The key phrase I heard was "a" freezer full of meat, heck who only has 1 freezer full of meat?

Answer: Those that are not prepared, hehe

I have 2x chest freezers total of 48 cubic feet, until you get to that point I say take the .308 and make it a meat hunt.


----------



## roy (May 25, 2013)

.223/5.56 works good.


----------



## LunaticFringeInc (Nov 20, 2012)

MI.oldguy said:


> .300 win mag at a distance is a good choice if thats all you have but, dont dance with the pigs in the brush with the rifle,take the .357 with the heaviest bullet you can find if you have to go in after them.a short 12ga would be nicer in the dense stuff.as the pigs will go for deep cover if they even smell you.
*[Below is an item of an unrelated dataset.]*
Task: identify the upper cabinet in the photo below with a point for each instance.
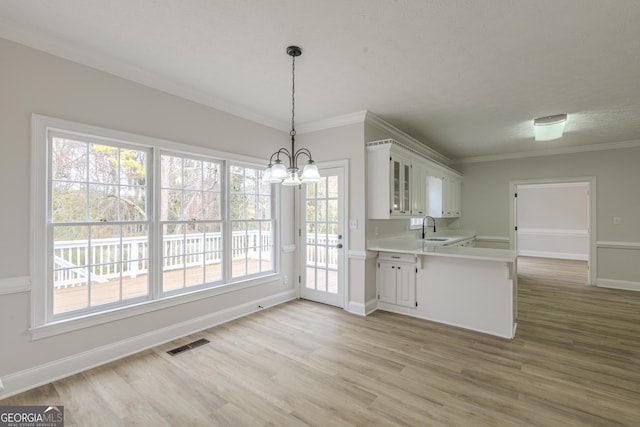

When I use a gun which aint often these days since I mainly bow hunt, I always opt for my NEF Ultra-Slug 12 guage and sabot loads and its Thor's Hammer to be sure when you pout a round in the boiler maker. Bets part about it...no tracking needed. Further more its a charge stopper even on a trophy sized hog! If you think the 357 is too lacking in range and power, Id take the 30-06 and use a good solid 180 bullet of a controlled expansion design. It will give you range and power to spare!


----------



## jimb1972 (Nov 12, 2012)

Take the .300 and the .357 revolver, the .357 lever would be good if not for the possibility of over the canyon shots. .300 win mag is a bit of overkill, but what the hell better too much than not enough.


----------